Project 4: System Inventory & Audit Tool

Build a filesystem audit tool that reports ownership, permissions, and anomalies.

Quick Reference

Attribute Value
Difficulty Advanced
Time Estimate 2-3 weeks
Language Shell + find/awk
Prerequisites find, permissions basics
Key Topics metadata queries, auditing, reporting

1. Learning Objectives

By completing this project, you will:

  1. Query file metadata using find predicates.
  2. Detect risky permissions and ownership anomalies.
  3. Generate inventory reports in text and CSV.
  4. Build repeatable audits for compliance.
  5. Handle large directory trees efficiently.

2. Theoretical Foundation

2.1 Core Concepts

  • File Metadata: inodes store size, owner, permissions, timestamps.
  • Permissions: rwx bits define access; misconfigurations are security risks.
  • Audit Rules: Define what counts as risky (world-writable, SUID).
  • Reporting: Summaries are more valuable than raw file lists.

2.2 Why This Matters

Auditing permissions and ownership is critical for security and compliance. This project teaches how to detect risky files quickly using standard tools.

2.3 Historical Context / Background

System admins have long used find for compliance checks. Modern security tools build on the same metadata queries, but with dashboards and automation.

2.4 Common Misconceptions

  • “Permissions are static”: They drift over time.
  • “find is slow”: It is efficient if you limit scope and avoid expensive actions.

3. Project Specification

3.1 What You Will Build

A CLI named audit-fs.sh that:

  • Scans directories for risky permissions
  • Reports ownership mismatches
  • Outputs summary counts and CSV exports

3.2 Functional Requirements

  1. Inventory: List files with owner, group, permissions, size.
  2. Rules: Detect world-writable, SUID/SGID, executable in temp.
  3. Reports: Summary counts + CSV export.
  4. Scopes: Include/exclude directories with flags.
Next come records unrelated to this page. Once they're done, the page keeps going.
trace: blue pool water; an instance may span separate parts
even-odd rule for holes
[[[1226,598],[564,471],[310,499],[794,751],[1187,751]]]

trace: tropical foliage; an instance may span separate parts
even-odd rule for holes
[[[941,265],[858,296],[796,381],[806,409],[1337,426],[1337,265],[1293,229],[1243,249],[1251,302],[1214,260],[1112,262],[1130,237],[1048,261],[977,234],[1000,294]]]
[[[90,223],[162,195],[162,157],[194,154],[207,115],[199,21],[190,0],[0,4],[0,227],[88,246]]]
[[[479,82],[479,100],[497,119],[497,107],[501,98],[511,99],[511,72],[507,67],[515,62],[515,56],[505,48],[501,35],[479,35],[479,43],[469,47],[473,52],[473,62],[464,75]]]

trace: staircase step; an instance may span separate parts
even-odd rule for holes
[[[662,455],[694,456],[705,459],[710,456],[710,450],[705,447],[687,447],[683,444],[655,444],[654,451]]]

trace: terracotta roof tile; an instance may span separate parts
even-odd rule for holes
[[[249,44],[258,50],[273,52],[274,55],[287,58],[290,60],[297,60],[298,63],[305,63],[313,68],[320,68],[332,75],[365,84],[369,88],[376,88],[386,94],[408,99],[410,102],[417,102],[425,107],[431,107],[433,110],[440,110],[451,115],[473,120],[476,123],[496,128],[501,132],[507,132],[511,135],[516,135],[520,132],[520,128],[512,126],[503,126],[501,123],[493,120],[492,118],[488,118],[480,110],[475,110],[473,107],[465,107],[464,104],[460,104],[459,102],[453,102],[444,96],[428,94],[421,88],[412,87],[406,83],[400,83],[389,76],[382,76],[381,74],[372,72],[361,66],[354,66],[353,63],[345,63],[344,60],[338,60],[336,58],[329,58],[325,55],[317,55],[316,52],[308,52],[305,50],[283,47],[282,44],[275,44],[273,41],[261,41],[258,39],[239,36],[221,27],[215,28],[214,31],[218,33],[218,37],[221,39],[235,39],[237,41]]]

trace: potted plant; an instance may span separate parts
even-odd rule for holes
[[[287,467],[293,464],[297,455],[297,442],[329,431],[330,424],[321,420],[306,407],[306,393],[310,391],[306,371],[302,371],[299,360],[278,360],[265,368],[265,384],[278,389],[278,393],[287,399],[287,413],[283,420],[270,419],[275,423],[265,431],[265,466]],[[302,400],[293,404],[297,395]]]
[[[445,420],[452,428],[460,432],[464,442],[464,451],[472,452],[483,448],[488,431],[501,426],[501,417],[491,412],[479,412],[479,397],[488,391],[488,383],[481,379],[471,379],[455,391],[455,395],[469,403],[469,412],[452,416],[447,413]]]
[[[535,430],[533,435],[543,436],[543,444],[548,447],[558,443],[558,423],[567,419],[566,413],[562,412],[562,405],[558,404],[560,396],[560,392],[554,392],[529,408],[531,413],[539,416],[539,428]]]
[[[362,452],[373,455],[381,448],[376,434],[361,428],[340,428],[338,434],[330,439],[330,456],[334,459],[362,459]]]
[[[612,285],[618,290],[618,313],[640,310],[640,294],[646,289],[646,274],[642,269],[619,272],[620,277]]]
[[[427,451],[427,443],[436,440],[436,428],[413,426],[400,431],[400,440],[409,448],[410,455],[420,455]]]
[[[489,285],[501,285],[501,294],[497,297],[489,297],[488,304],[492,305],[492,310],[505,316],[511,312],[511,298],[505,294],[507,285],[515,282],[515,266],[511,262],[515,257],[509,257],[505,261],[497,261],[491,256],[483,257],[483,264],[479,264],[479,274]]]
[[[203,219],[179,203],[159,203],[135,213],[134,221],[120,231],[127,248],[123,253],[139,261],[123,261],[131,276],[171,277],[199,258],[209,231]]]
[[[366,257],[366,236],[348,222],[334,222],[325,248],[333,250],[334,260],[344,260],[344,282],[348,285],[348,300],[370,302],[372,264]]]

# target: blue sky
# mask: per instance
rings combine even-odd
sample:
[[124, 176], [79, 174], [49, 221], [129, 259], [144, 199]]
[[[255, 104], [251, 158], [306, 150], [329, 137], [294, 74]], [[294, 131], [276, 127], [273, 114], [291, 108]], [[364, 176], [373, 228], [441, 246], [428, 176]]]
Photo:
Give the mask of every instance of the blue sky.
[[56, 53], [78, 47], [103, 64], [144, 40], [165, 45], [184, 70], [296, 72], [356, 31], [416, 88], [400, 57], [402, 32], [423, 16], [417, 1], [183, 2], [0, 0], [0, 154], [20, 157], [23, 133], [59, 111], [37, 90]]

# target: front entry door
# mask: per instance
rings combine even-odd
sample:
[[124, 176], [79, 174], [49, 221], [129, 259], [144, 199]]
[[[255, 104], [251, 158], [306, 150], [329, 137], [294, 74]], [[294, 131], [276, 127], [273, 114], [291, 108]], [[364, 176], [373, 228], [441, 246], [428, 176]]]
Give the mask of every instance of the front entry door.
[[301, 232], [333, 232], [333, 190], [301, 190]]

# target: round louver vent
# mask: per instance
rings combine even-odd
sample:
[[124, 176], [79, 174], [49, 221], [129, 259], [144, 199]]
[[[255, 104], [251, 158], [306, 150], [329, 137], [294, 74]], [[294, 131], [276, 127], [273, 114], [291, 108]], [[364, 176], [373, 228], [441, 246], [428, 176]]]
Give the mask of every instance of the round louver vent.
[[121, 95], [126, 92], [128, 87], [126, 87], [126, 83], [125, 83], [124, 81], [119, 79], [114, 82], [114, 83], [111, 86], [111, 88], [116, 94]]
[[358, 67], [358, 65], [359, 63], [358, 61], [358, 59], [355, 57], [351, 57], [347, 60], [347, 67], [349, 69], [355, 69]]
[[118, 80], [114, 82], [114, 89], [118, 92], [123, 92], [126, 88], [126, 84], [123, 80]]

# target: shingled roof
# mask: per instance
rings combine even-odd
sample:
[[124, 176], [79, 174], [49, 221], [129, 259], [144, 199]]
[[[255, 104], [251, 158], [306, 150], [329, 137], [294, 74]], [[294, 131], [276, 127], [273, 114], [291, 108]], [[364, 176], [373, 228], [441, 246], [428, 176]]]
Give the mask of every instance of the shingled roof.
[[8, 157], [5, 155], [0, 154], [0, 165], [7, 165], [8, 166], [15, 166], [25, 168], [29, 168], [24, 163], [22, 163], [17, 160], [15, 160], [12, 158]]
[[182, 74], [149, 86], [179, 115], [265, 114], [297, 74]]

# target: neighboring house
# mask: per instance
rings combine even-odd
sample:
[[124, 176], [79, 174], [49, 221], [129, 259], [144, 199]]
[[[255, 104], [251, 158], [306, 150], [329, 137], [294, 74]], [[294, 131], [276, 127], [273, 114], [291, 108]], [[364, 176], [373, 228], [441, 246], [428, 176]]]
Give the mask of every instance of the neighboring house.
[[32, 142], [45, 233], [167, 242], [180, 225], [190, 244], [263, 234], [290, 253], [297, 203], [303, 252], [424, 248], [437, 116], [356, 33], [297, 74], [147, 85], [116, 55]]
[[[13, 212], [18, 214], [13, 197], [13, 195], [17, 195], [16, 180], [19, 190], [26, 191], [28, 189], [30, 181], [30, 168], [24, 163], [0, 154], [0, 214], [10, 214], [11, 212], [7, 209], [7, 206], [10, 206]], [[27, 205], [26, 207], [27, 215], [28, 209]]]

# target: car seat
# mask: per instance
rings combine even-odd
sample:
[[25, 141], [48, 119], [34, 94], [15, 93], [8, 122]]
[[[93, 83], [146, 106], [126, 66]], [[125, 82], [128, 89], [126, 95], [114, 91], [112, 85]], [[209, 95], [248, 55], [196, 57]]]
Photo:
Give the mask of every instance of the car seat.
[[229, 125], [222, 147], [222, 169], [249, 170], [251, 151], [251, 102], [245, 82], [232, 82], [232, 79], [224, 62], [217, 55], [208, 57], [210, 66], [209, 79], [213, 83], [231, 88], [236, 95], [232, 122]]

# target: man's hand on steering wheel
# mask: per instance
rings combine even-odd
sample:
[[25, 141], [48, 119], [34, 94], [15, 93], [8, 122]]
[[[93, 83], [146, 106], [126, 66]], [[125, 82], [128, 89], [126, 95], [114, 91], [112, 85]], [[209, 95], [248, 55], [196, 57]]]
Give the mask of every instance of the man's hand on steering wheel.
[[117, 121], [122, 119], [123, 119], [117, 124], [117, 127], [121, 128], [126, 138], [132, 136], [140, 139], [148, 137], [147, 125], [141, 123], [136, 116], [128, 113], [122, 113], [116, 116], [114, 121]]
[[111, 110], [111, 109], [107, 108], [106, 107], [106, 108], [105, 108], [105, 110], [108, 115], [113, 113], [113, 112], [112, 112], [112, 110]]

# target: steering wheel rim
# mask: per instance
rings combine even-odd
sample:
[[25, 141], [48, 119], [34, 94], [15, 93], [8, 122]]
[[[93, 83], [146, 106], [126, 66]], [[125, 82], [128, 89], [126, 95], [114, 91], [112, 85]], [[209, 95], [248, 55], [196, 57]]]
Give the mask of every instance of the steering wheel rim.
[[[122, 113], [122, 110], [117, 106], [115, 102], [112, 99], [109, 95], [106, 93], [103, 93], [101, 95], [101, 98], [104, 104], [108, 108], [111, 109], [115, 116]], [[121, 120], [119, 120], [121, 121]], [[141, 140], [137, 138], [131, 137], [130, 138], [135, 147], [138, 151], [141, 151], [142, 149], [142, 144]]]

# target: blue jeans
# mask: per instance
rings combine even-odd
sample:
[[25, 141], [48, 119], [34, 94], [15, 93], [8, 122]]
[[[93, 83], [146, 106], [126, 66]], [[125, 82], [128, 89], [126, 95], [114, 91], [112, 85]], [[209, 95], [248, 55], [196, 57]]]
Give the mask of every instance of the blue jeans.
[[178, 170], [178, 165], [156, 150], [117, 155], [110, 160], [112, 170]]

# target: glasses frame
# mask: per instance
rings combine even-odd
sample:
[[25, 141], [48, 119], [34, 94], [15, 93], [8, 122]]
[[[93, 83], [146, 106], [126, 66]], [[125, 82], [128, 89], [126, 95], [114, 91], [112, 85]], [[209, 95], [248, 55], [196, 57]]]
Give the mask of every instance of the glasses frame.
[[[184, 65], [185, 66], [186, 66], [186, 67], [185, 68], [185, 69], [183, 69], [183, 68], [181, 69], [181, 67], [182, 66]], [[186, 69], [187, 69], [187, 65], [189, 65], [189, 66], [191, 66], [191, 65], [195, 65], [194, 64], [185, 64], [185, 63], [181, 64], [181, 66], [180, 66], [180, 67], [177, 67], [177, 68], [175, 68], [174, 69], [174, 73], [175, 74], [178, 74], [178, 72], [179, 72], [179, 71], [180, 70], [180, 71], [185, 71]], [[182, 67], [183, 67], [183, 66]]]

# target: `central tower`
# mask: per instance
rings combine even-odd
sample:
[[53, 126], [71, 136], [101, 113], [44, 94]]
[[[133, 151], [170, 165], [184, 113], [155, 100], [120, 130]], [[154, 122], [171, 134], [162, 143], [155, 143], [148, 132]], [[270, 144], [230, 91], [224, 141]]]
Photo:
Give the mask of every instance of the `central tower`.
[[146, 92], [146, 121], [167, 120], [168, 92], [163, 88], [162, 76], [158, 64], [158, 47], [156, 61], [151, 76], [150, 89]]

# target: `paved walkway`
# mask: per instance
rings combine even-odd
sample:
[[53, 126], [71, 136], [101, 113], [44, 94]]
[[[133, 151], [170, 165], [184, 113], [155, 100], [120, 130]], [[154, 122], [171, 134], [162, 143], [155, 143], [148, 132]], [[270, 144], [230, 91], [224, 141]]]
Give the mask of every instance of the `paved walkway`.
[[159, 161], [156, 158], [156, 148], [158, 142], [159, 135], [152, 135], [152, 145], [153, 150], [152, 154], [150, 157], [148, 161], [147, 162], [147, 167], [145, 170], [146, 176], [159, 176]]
3.3 Non-Functional Requirements

  • Safety: Read-only; no modifications.
  • Performance: Avoid costly file content reads.
  • Usability: Clear summary output.

3.4 Example Usage / Output

$ ./audit-fs.sh /var
World-writable files: 12
SUID binaries: 4
Unowned files: 2
Report saved to audit.csv

3.5 Real World Outcome

You run the tool on a server and receive:

  • A summary of risky permissions
  • A CSV report of all flagged files
  • A list of unowned files for cleanup

This output can be handed to security or compliance teams.


4. Solution Architecture

4.1 High-Level Design

+---------+    +---------+    +---------+
| Finder  | -> | Rule    | -> | Report  |
+---------+    +---------+    +---------+

4.2 Key Components

Component Responsibility Key Decisions
Finder Build file list prune dirs
Rule Engine Apply permission checks predicate order
Reporter Output summary CSV format

4.3 Data Structures

# counters for each rule
count_world_writable++
count_suid++

4.4 Algorithm Overview

Key Algorithm: Metadata audit

  1. Find files with predicates.
  2. For each file, check rule conditions.
  3. Log flagged files and increment counts.
  4. Output summary and CSV.

Complexity Analysis:

  • Time: O(F) for F files
  • Space: O(R) for report entries

5. Implementation Guide

5.1 Development Environment Setup

chmod +x audit-fs.sh

5.2 Project Structure

audit-fs/
├── audit-fs.sh
└── README.md

5.3 The Core Question You Are Answering

“How do I audit filesystem permissions and ownership quickly and safely?”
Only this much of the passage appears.